Touristes et pèlerins pourront ainsi fouler les sampietrini, ces fameux pavés romains qui tapissent les chaussées du centre historique. Véritable marqueur de l’identité de la ville, le sampietrino tire son nom de la place Saint-Pierre. C’est en effet le pape Sixte V qui, à la fin du XVIe siècle, décida de son utilisation pour paver les environs du Vatican.

Les pavés déchaussés retrouveront-ils leur emplacement d’origine ? La question n’est pas seulement rhétorique, tant le sampietrino romain suscite les passions. Il y a ceux qui protestent contre la dangerosité de ces pavés qui deviennent glissants sous la pluie et dont le manteau se déforme rapidement par manque d’entretien de la voirie, il y a aussi les apôtres de l’asphalte, plaidant pour leur retrait afin de fluidifier le trafic d’une capitale trop souvent congestionnée.

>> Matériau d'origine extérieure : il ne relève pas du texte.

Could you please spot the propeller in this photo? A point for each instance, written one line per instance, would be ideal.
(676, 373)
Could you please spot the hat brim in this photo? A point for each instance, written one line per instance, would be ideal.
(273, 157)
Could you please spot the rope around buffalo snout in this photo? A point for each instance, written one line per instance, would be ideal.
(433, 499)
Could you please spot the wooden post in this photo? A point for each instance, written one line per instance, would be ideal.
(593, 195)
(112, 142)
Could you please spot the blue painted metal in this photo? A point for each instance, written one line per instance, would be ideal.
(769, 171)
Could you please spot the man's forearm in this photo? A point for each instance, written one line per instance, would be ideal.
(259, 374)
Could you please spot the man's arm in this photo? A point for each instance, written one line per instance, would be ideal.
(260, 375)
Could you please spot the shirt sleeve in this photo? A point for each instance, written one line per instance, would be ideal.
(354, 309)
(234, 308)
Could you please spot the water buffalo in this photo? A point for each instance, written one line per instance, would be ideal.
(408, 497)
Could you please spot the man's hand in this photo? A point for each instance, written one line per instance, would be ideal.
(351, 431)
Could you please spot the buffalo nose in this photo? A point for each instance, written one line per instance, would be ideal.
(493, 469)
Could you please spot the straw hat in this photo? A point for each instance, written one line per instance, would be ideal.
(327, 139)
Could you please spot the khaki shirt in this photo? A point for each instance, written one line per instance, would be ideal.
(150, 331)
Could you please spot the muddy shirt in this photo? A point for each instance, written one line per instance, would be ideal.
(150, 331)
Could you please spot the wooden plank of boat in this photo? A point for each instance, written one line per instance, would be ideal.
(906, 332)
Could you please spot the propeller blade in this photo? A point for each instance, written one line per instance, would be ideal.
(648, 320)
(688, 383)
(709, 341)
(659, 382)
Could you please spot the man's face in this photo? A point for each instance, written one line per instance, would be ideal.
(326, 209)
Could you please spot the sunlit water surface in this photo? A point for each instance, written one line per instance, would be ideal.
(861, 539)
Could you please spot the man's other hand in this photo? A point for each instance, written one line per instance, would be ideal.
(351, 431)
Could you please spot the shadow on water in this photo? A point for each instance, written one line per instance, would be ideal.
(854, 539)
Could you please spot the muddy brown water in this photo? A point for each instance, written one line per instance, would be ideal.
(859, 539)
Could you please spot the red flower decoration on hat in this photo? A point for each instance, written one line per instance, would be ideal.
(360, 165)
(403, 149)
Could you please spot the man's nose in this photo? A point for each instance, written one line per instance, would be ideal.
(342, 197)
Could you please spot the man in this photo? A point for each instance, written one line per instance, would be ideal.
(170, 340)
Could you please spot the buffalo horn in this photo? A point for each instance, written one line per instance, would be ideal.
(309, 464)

Mais pour la majorité des Romains, on ne touche pas au sampietrino. « On nous a souvent demandé comment l’on pouvait défendre le pavé », souligne Valentina Cinelli, présidente de l’association culturelle Sampietrino, née en 2005 pour protéger la mémoire et l’histoire du pavé de la capitale. « Après tout, le pavement ne représente que 2 % des rues romaines, les polémiques sont inutiles. »

Une question d’orgueil

De mémoire de Romain, il n’existe pas de maire de la ville qui n’ait eu à affronter une polémique autour de ces cubes issus de la leucite, cette roche extraite des carrières des Castelli Romani, la chaîne de collines volcaniques située à une vingtaine de kilomètres au sud de la capitale. En 2005, le maire, Walter Veltroni, membre du Parti démocrate (centre-gauche), provoque un tollé en dévoilant son « plan pavés ». Il s’agit alors de retirer des centaines de milliers de sampietrini pour bitumer 60 kilomètres de rues. Si quelques axes sont en effet recouverts de goudron, le projet dans son ensemble tombe largement à l’eau.